Turbulence in virtual: Origin of the variance and skewness of density function

Abstract: Turbulence is a complex phenomenon that plays a critical role in the interstellar medium (ISM). Previous simulations and observations show that the probability density function (PDF) of gas density in isothermal and compressible systems under turbulence exhibits a near lognormal shape, with a strong empirical relation between the variance ($\sigma^2$) and Mach number ($M$). In this work, we aim to explain the $\sigma^2$-$M$ relation and the deviation from the lognormal shape from a thermodynamic and cascading perspective. By introducing a virtual dissipation process, during which turbulent entropy and structural dissipation are assumed to be coupled, we derive the empirical relation $ \sigma^2 = \ln(1 + M)^2 $. Additionally, by introducing a delay parameter $q$ for the local gas temperature, we derive the deviation from the empirical relation at high $M$. We further argue that the exponential tails of PDFs (on the $s = \ln(\rho)$ scale) arise from the convolution of PDF kernels, which can be skewed at both the low-$s$ and high-$s$ ends. Skewness has limited influence on the $\sigma^2$-$M$ relation.
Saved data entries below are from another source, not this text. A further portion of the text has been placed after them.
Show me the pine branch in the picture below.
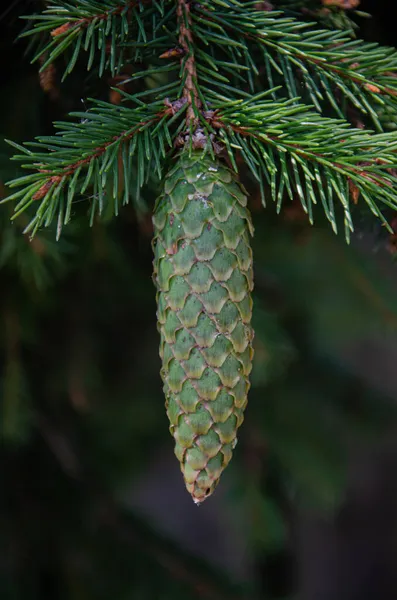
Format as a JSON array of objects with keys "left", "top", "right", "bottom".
[
  {"left": 2, "top": 99, "right": 182, "bottom": 236},
  {"left": 195, "top": 2, "right": 397, "bottom": 129},
  {"left": 21, "top": 0, "right": 172, "bottom": 77},
  {"left": 276, "top": 0, "right": 363, "bottom": 32},
  {"left": 6, "top": 0, "right": 397, "bottom": 240},
  {"left": 6, "top": 87, "right": 397, "bottom": 240},
  {"left": 210, "top": 93, "right": 397, "bottom": 238}
]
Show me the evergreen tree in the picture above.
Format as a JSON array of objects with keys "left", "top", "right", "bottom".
[{"left": 2, "top": 1, "right": 397, "bottom": 597}]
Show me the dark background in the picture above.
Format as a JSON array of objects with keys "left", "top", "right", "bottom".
[{"left": 2, "top": 1, "right": 397, "bottom": 599}]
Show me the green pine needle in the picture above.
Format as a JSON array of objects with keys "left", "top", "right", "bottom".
[{"left": 5, "top": 0, "right": 397, "bottom": 240}]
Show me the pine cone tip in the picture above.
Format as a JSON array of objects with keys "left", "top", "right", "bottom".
[{"left": 187, "top": 475, "right": 220, "bottom": 505}]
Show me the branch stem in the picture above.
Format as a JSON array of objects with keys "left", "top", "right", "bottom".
[
  {"left": 212, "top": 117, "right": 394, "bottom": 190},
  {"left": 177, "top": 0, "right": 200, "bottom": 123},
  {"left": 51, "top": 0, "right": 151, "bottom": 37},
  {"left": 32, "top": 113, "right": 165, "bottom": 201}
]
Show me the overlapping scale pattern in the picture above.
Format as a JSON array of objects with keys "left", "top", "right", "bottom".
[{"left": 152, "top": 151, "right": 254, "bottom": 503}]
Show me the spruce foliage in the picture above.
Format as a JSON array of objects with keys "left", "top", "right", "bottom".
[{"left": 4, "top": 0, "right": 397, "bottom": 240}]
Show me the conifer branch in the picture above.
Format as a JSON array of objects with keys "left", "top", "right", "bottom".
[
  {"left": 3, "top": 100, "right": 179, "bottom": 236},
  {"left": 21, "top": 0, "right": 171, "bottom": 77},
  {"left": 31, "top": 114, "right": 161, "bottom": 202},
  {"left": 195, "top": 3, "right": 397, "bottom": 128},
  {"left": 50, "top": 0, "right": 151, "bottom": 38},
  {"left": 210, "top": 94, "right": 397, "bottom": 237},
  {"left": 6, "top": 0, "right": 397, "bottom": 239},
  {"left": 176, "top": 0, "right": 200, "bottom": 123}
]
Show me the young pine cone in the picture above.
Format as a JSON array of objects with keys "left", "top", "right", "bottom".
[{"left": 152, "top": 150, "right": 254, "bottom": 504}]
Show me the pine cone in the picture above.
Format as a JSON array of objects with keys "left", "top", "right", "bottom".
[{"left": 152, "top": 150, "right": 254, "bottom": 503}]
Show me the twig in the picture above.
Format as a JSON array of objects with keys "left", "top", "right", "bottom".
[
  {"left": 197, "top": 7, "right": 397, "bottom": 104},
  {"left": 32, "top": 112, "right": 166, "bottom": 201},
  {"left": 211, "top": 116, "right": 395, "bottom": 191},
  {"left": 51, "top": 0, "right": 151, "bottom": 37},
  {"left": 177, "top": 0, "right": 200, "bottom": 123}
]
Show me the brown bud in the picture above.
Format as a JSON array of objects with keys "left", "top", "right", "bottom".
[
  {"left": 348, "top": 179, "right": 360, "bottom": 205},
  {"left": 322, "top": 0, "right": 360, "bottom": 8},
  {"left": 364, "top": 83, "right": 381, "bottom": 94},
  {"left": 160, "top": 47, "right": 185, "bottom": 59},
  {"left": 33, "top": 180, "right": 55, "bottom": 200},
  {"left": 51, "top": 22, "right": 74, "bottom": 37}
]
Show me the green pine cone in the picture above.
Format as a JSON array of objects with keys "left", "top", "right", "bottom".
[{"left": 152, "top": 150, "right": 254, "bottom": 504}]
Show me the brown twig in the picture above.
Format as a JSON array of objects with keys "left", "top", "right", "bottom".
[
  {"left": 51, "top": 0, "right": 151, "bottom": 37},
  {"left": 176, "top": 0, "right": 200, "bottom": 123},
  {"left": 32, "top": 112, "right": 168, "bottom": 201},
  {"left": 197, "top": 7, "right": 397, "bottom": 103},
  {"left": 211, "top": 116, "right": 395, "bottom": 191}
]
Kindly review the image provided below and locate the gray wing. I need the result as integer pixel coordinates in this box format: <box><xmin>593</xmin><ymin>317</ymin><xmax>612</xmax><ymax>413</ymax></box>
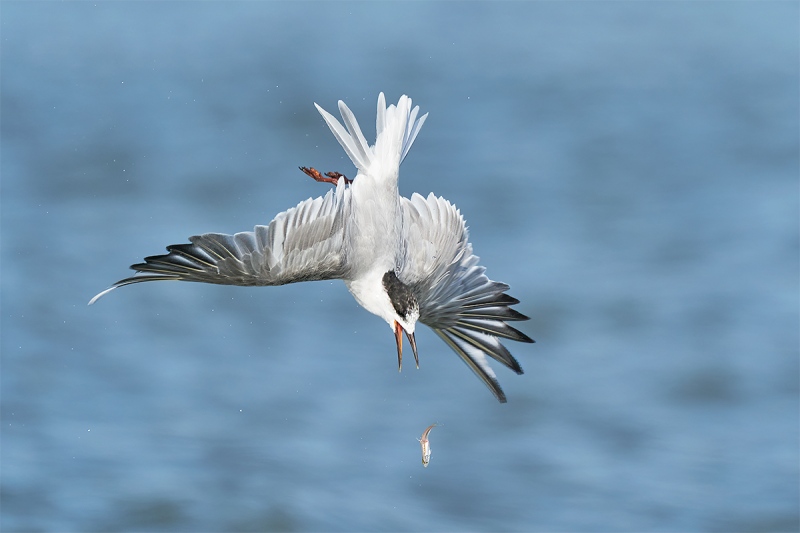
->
<box><xmin>90</xmin><ymin>180</ymin><xmax>351</xmax><ymax>304</ymax></box>
<box><xmin>398</xmin><ymin>192</ymin><xmax>533</xmax><ymax>403</ymax></box>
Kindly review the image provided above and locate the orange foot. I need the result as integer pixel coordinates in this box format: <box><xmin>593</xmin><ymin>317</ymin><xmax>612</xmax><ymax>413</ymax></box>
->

Two density-fraction strategies--the mass-fraction and volume-fraction approaches--are introduced to explain the physical origins of the low-$s$ and high-$s$ skewed PDF kernels. These two types of PDF kernels are dual to each other and exhibit highly symmetric mathematical structures. We speculate that the high-$s$ skewed PDF kernels are physical and may be analogous to the high-density tails of column-density PDFs in molecular clouds, which are influenced by gravity. Inspired by this, we propose a form of an "isothermal" turbulent system that likely favors the volume-fraction strategy.